今年は家庭で料理を楽しむ人たちが増えた。これまでは可能な限り時間と手間をかけず、しかも手抜きと思われないメニューの人気が高かったが、テレワークで増えた時間を使い外食で食べるようなメニューに挑戦する家庭もあった。

▼カップ麺に押され市場縮小が続いていた袋麺が大幅増となったのも、一手間も二手間もかけられる余地があるから。数字には出てこないが、コーン缶やバターなども味=ラーメン作りで伸びているかもしれない。

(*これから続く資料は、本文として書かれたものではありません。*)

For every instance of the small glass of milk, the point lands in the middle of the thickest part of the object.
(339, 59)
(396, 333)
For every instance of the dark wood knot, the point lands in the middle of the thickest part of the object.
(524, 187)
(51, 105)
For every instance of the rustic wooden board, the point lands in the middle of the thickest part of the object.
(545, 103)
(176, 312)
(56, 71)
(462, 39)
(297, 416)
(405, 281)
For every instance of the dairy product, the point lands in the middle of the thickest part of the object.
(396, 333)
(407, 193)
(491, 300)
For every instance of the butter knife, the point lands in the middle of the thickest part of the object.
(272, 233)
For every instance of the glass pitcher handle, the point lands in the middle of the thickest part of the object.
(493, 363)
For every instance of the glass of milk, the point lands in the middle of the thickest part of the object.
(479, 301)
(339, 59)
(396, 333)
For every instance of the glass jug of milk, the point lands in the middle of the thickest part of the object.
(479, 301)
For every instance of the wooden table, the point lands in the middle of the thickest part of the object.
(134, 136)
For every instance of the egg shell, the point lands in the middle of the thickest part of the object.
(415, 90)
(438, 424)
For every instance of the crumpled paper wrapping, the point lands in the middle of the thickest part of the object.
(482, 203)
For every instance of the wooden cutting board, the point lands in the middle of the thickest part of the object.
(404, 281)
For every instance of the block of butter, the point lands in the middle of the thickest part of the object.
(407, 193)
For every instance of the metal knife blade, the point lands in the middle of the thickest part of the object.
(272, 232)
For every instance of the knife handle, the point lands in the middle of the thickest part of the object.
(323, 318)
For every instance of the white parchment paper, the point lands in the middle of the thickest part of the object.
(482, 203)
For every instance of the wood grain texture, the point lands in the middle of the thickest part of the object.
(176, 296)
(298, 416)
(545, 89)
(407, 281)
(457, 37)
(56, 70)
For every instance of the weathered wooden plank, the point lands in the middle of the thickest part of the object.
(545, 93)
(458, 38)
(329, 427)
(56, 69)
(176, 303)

▼煮豆や大袋ウインナーなどがコスパのよさから見直され、缶詰は巣ごもりが過ぎた後も家飲み需要があり、包装餅は正月偏重から日常食への見直しが始まった。価値観の変化で驚いたのは料理で重視する項目として「栄養バランス」「免疫力アップ」が「時短」「簡単」を上回る調査結果があったこと。

▼コロナで世界は一変した。今年最後の新聞のため明るい話題を拾い上げたが、ワクチンの有効性が確認されたり治療薬が開発されない限り新しい年は来ないようにさえ思われる。よいお年をに代え、いい年が一日でも早く訪れますように。